Here are a few examples of some disabilities and the types of content that is virtually inaccessible to them.

·        If you are hearing impaired, you cannot access the majority of podcast materials.  There are few podcasts that are also offered in full text transcription, or in other ways accessible to the deaf.  I myself listen to a variety of podcasts, but the information and entertainment I get from them is not available to those who are unable to hear.

·        Persons who are visually impaired and need to enlarge text on a page find that many of the social networking sites do not allow for increasing font size.  The background color schemes can make the content impossible to read.

·        People with Dyslexia struggle with the busy graphic schemes presented and in many cases, the colors or other details of the page are in a state of constant change.

·        Someone who is unable to use a mouse due to a motor disability is locked out of participating in many of the applications and features of any given social networking site.
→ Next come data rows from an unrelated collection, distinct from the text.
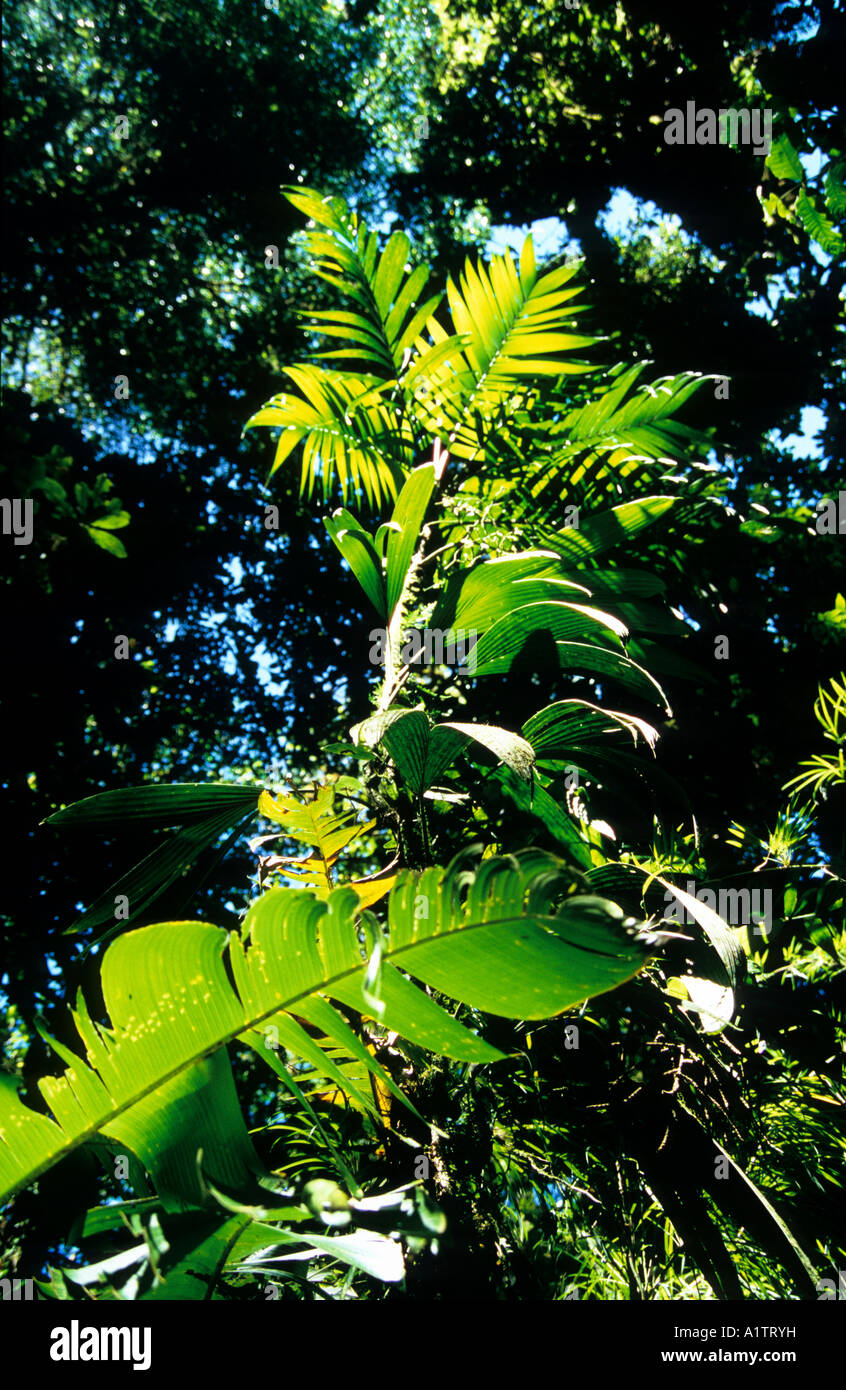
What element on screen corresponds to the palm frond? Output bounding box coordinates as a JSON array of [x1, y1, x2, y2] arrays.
[[284, 185, 442, 377], [524, 364, 715, 508], [414, 240, 599, 462], [246, 366, 414, 507], [0, 853, 657, 1208]]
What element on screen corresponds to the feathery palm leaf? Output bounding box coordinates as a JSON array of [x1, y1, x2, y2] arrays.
[[284, 185, 443, 376], [245, 366, 413, 507], [413, 242, 598, 462]]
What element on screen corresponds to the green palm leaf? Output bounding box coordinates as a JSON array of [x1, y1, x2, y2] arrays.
[[44, 783, 261, 943], [323, 463, 436, 621], [538, 496, 677, 561], [283, 185, 442, 375], [524, 365, 713, 507], [61, 809, 255, 941], [245, 366, 412, 507], [469, 599, 629, 666], [476, 632, 670, 707], [416, 240, 599, 462], [44, 783, 260, 828], [0, 854, 658, 1208], [324, 507, 387, 616], [353, 709, 535, 793], [427, 548, 669, 704], [524, 699, 660, 757], [491, 768, 595, 868], [430, 551, 591, 631], [384, 463, 436, 618]]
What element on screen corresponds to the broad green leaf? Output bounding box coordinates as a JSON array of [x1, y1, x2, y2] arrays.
[[524, 699, 659, 755], [381, 711, 431, 792], [439, 722, 535, 779], [45, 783, 260, 829], [85, 526, 127, 557], [325, 508, 387, 616], [74, 1198, 162, 1240], [375, 710, 535, 793], [269, 1228, 405, 1283], [471, 626, 670, 708], [0, 854, 657, 1205], [667, 974, 734, 1033], [539, 497, 677, 561], [492, 767, 594, 869], [766, 133, 803, 182], [577, 567, 666, 599], [88, 511, 131, 530], [469, 600, 629, 670], [229, 1219, 405, 1284], [625, 637, 713, 685], [383, 859, 652, 1016], [431, 552, 589, 631], [385, 464, 436, 618], [40, 1010, 261, 1213], [651, 874, 746, 1023]]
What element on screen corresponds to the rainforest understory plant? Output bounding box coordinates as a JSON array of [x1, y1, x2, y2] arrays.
[[1, 188, 842, 1302]]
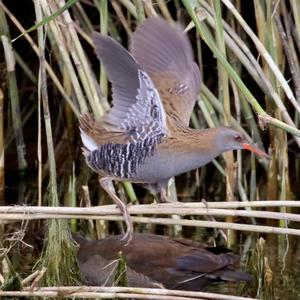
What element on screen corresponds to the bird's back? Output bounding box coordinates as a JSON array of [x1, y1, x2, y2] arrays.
[[75, 233, 253, 291]]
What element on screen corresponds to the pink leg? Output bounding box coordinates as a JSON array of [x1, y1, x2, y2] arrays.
[[160, 187, 171, 203], [99, 178, 133, 243]]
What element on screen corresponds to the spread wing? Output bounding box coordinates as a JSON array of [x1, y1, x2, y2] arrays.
[[130, 17, 201, 126], [92, 32, 167, 139]]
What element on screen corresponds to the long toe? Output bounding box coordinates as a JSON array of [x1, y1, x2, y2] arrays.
[[121, 225, 133, 244], [160, 190, 173, 203], [120, 207, 134, 244], [121, 221, 133, 244], [99, 178, 134, 244]]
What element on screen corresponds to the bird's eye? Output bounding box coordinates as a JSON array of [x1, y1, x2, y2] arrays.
[[234, 135, 242, 142]]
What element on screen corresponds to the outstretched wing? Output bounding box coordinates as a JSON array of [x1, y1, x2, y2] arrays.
[[92, 33, 167, 138], [130, 17, 201, 126]]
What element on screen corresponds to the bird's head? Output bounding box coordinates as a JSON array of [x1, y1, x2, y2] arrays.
[[218, 127, 270, 159]]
These are just a few examples, not to mention people that do not have access to the internet at all.  If you are only using social networking to market, you are leaving out those who are unable to get on the internet for whatever reason.  All of that said, we really are moving forward.  More and more ways to access this information are developed every day.  Even with its pitfalls, social networking has opened many doors for people, including those who happened to have a disability.  We simply have to try and consider all possibilities as we embrace this ever-changing world of social media.